O câncer de próstata é segunda neoplasia mais comum no homem no mundo, com estimativa de 1 milhão e 100 mil novos casos e 307 mil mortes relatadas em 2012.(1) No Brasil, entre 2016 e 2017, o Instituto Nacional de Câncer José Alencar Gomes da Silva (INCA) estima que o câncer de próstata será a neoplasia mais comum entre homens, excluindo o câncer de pele não melanoma.(2)

Dados norte-americanos indicam que, de todos os casos de câncer de próstata, 80% estão confinados à glândula prostática, 12% são localmente avançados e invadiram a região do nódulos linfáticos, e 4% são metástases distantes; aproximadamente 4% dos casos têm estágio desconhecido.(3) Apesar da falta de dados no Brasil, há a hipótese de uma maior proporção de doenças metastáticas relatadas no diagnóstico por questões socioeconômicas.(4)

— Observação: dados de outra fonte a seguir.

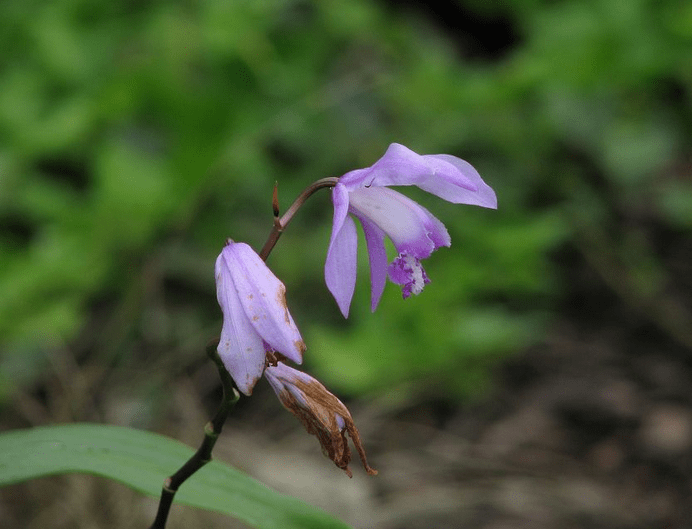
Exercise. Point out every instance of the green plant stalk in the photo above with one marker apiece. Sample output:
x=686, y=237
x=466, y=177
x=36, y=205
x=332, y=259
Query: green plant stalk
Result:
x=212, y=430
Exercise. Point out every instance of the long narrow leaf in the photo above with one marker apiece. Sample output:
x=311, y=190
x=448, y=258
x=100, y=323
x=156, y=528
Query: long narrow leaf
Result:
x=142, y=460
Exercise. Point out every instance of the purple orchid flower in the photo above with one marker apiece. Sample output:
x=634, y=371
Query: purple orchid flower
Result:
x=320, y=412
x=255, y=316
x=415, y=232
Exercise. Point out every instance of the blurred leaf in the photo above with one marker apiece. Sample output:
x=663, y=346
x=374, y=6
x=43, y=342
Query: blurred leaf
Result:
x=142, y=460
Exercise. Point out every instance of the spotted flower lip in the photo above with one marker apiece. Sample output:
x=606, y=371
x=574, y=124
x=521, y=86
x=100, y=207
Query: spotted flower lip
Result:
x=321, y=413
x=383, y=212
x=255, y=316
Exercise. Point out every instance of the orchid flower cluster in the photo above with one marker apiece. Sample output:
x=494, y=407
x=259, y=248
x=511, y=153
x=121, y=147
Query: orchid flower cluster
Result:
x=259, y=335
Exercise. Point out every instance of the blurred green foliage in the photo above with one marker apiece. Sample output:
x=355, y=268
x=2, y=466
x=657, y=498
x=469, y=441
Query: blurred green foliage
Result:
x=136, y=137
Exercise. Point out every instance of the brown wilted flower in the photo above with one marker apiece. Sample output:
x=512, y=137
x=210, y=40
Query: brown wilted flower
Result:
x=322, y=414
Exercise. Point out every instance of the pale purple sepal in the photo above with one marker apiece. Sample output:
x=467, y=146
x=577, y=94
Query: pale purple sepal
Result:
x=255, y=315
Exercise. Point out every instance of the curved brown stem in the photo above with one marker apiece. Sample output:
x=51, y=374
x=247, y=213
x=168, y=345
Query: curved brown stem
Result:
x=281, y=223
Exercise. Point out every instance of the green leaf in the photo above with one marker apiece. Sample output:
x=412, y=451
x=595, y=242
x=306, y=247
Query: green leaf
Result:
x=142, y=460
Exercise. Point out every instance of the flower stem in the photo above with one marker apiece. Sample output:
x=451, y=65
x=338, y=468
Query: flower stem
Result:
x=281, y=223
x=203, y=455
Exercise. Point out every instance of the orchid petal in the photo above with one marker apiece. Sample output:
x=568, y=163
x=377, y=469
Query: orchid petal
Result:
x=255, y=315
x=263, y=298
x=453, y=185
x=341, y=265
x=411, y=227
x=240, y=348
x=377, y=255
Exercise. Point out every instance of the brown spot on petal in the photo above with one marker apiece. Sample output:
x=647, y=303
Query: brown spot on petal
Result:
x=300, y=346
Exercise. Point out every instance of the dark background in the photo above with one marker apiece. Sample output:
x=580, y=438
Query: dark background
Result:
x=543, y=377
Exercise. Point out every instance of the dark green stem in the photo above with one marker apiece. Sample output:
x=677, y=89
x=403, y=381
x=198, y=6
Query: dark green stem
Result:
x=203, y=455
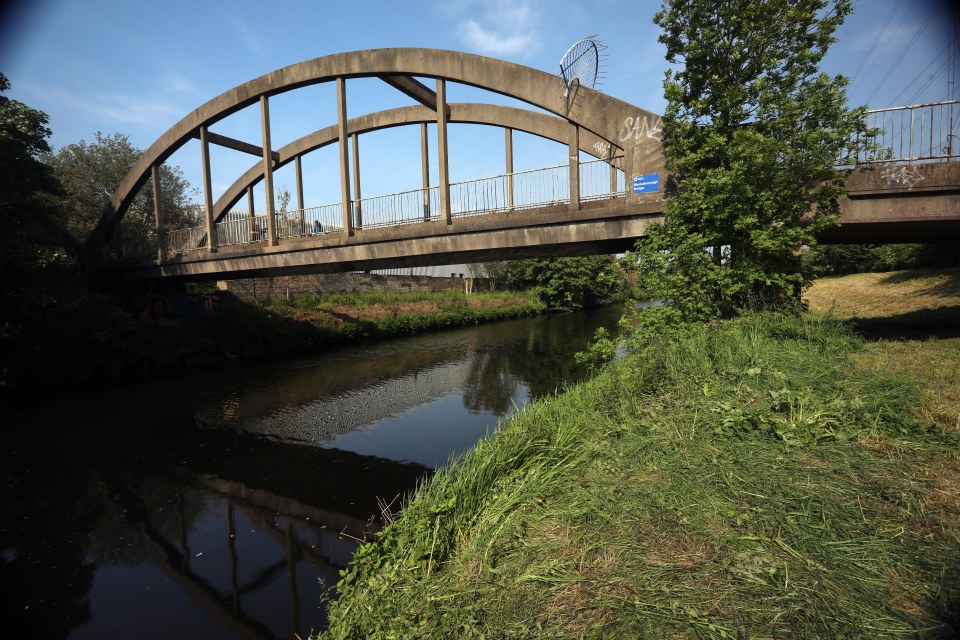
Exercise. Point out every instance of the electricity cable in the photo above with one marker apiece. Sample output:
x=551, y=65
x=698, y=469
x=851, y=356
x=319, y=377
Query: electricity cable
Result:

O principal tratamento para doença metastática é a terapia de privação androgênica (TPA) desde meados de 1966, quando Charles B. Huggins ganhou o prêmio Nobel. Huggins mostrou que a privação de andrógeno foi eficaz em pacientes com câncer de próstata metastático ou localmente avançado, com redução de 15% na taxa de mortalidade específica por neoplasia.(5) No entanto, não houve mudança da taxa de sobrevida global (SG) de pacientes com doença localizada.(5)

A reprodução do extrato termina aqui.